Cyberjutsu presents a practical cybersecurity field guide based on the techniques, tactics, and procedures (TTPs) of the ancient ninja. Author Ben McCarty, a cyber warfare specialist and former NSA developer, analyzes once-secret Japanese scrolls, drawing parallels to modern infosec concepts to provide unique insights on defensive and offensive security. He translates the training methodologies of Japan’s most notorious covert agents—history’s first advanced persistent threat (APT)—into highly effective practices for countering information warfare, espionage, supply-chain attacks, zero-day exploits, and more.

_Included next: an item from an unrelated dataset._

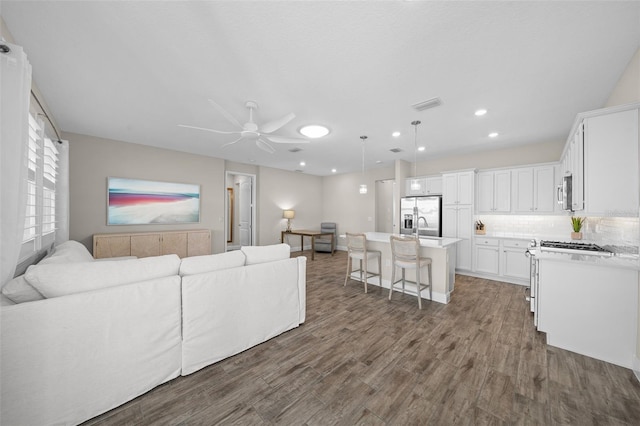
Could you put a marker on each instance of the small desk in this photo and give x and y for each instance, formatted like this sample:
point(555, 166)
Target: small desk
point(313, 234)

Each chapter examines one TTP in detail—like assessing gaps in a target’s defense, striking where the enemy is negligent, and mastering the art of invisibility—and explains what the concept can teach us about the current cybersecurity landscape. McCarty recommends in-depth mitigations and security controls, mapped to the NIST 800-53 standard, and a “Castle Theory Thought Exercise” that helps you apply the ancient lesson to protect your castle (network) from enemy ninja (cyber threat actors). You’ll discover the effectiveness of ancient social engineering strategies and trap-based security controls; see why mapping your network like an adversary gives you the advantage; and apply lessons from old-world tools, like the “ninja ladder,” to prevent attacks.
Topics also include:
- Threat modeling, threat intelligence, and targeted controls
- Countermeasures like network sensors, time-based controls, airgaps, and improved authentication protocols
- Profiles of insider threats, and ways to recognize them in employees
- Covert communication TTPs and their implications for malware command and control (C2)
- Methods for detecting attackers, preventing supply-chain attacks, and defending against zero-day exploits
In this book, you’ll see the astonishing power of ninja information-gathering processes—and how adopting them just might be the key to innovating contemporary cybersecurity models.
Ben McCarty is a cyber security specialist and former NSA developer. He served in the US Army’s Network Warfare Battalion and became the first fully qualified cyber warfare specialist (35Q) in US Army history. He is currently a quantum security researcher in the Washington, DC, area.